Countries like Singapore were at par with us when we attained independence. Now Singapore is ten times more than what we are. The Singaporeans took themselves seriously to attain the status of enviable giants. But we’re still scandalously trapped in self-belittling beggary. We can’t even clean our streets , or get to work on time! We’re so overly preoccupied with self-praise, but we can’t impressively answer simple questions: How come our diamond wealth hasn’t trickled down to and transformed the despicable conditions of our neglected street people? Why has our education system failed to instil a critical and reflexive consciousness in us, and cause us to energetically fight for individual and collective empowerment?

Our huge limitation is that we learn for the sake of knowing; we don’t learn for practical understanding and self-transformation. But without “operacy skills” (for translating knowledge into tangible results), our massive educational credentials won’t positively support our role in development. And if people in critical positions lack sufficient authority to produce results, practically it means they lack a mandate to change undesirable situations. Thus, the problem of upward creep is rife in local organisations. This means even directors of departments powerlessly or irresponsibly refer some urgent decisions to their passive superordinates. The latter aren’t always available to tackle critical situations instantly. They habitually overstay in long unproductive meetings they use as a convenient excuse for non-performance.
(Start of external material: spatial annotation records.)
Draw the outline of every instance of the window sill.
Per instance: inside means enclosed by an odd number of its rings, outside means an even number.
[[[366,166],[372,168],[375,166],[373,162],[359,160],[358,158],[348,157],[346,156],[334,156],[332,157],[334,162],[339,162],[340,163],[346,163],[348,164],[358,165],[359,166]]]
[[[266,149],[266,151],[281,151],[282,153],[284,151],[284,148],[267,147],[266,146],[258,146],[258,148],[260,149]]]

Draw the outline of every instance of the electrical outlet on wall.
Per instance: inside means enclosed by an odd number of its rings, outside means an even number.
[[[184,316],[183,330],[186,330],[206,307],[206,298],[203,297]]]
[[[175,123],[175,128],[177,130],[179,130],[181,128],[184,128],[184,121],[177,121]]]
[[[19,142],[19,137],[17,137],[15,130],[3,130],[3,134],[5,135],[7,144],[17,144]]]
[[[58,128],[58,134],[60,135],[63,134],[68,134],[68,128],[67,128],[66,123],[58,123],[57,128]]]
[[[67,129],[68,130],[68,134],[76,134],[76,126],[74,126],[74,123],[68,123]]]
Our incessant failure to apply knowledge isn’t only germane to our challenge of economic productivity. Our academics and intellectuals have abysmally failed to use their hard-earned education to fix opposition politics. The opposition is in a perpetual crisis despite the fact that it is under the powerful grip of university-based educated male elite who are highly looked up to. Instead of consistently concentrating on improving the welfare of the abandoned and forgotten masses, the opposition (which has become an enigmatic sysiphus) and the declining BDP are badly bogged down in counter-productive power struggles.
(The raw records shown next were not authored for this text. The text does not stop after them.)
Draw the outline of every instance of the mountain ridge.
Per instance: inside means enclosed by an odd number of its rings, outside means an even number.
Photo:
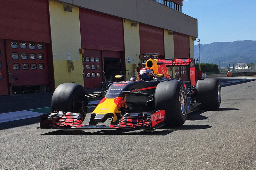
[[[198,58],[198,44],[194,46],[194,53],[195,58]],[[247,40],[200,44],[200,55],[202,63],[218,65],[220,62],[229,62],[231,64],[240,63],[255,64],[256,41]]]

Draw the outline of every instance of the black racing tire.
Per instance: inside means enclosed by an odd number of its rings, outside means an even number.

Why is insouciance, self-doubt and self-rejection deepening throughout Botswana? What has happened to our educated youth who are supposed to be the progenitors and purveyors of inspiring values and ethos? Why can’t the educated rise to the occasion by providing visionary and inspirational leadership, and miraculously extrude the moribund opposition from a shameful political quagmire? The same legitimate accusation applies to the inferior leadership of dysfunctional NGOs and the ineffectual civil society movement. The calamitous decline of NGOs indicates that the so-called educated leadership has badly failed to guide them and keep them intact and relevant.
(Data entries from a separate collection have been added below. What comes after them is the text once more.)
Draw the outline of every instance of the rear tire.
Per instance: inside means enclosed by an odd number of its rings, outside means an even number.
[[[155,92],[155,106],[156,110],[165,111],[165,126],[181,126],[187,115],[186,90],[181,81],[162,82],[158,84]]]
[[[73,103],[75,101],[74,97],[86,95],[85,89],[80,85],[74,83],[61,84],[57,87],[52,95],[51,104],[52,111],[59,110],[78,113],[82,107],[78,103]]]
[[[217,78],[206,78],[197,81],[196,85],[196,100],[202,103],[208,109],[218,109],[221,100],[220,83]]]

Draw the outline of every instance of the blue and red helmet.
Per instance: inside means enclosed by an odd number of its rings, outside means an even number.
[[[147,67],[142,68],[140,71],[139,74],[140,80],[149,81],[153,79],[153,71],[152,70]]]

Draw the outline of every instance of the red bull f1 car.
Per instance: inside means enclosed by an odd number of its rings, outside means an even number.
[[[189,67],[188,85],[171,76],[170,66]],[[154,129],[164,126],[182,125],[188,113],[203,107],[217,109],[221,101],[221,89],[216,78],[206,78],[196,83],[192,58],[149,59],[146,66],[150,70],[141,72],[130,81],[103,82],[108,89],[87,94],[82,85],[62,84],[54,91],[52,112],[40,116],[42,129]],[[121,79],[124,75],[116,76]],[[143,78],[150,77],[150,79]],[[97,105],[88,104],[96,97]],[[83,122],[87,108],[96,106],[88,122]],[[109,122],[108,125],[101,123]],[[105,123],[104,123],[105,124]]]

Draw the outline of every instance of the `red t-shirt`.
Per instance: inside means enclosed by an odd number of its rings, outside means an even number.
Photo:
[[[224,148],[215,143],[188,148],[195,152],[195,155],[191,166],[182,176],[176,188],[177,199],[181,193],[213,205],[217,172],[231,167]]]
For far-reaching changes to occur, we must produce committed and results-oriented leaders. But on their own, leaders won’t deliver the best results unless there’s an uncorrupted intellectual vanguard which can progressively conscientise the populace, and influence them to demand superior treatment. Our consumer movement is politically weak to assist in this regard. Thus, the patent lack of political assertiveness on the part of the irresponsible opposition, the productivity movement and civil society organisation raises serious doubts about the effectiveness of our 40 years of independence. Independence means our institutions should unquestionably exhibit self-confidence, creative intelligence, self-drive, patriotism, democratic behaviour, productivity consciousness and authentic pride. But these values won’t just happen magically. An authentically responsible educated class should infuse and institutionalise them in organisations. And such educated people should respectfully subjugate their selfish desire for power to the total liberation and empowerment of the criminally dispossessed underdog.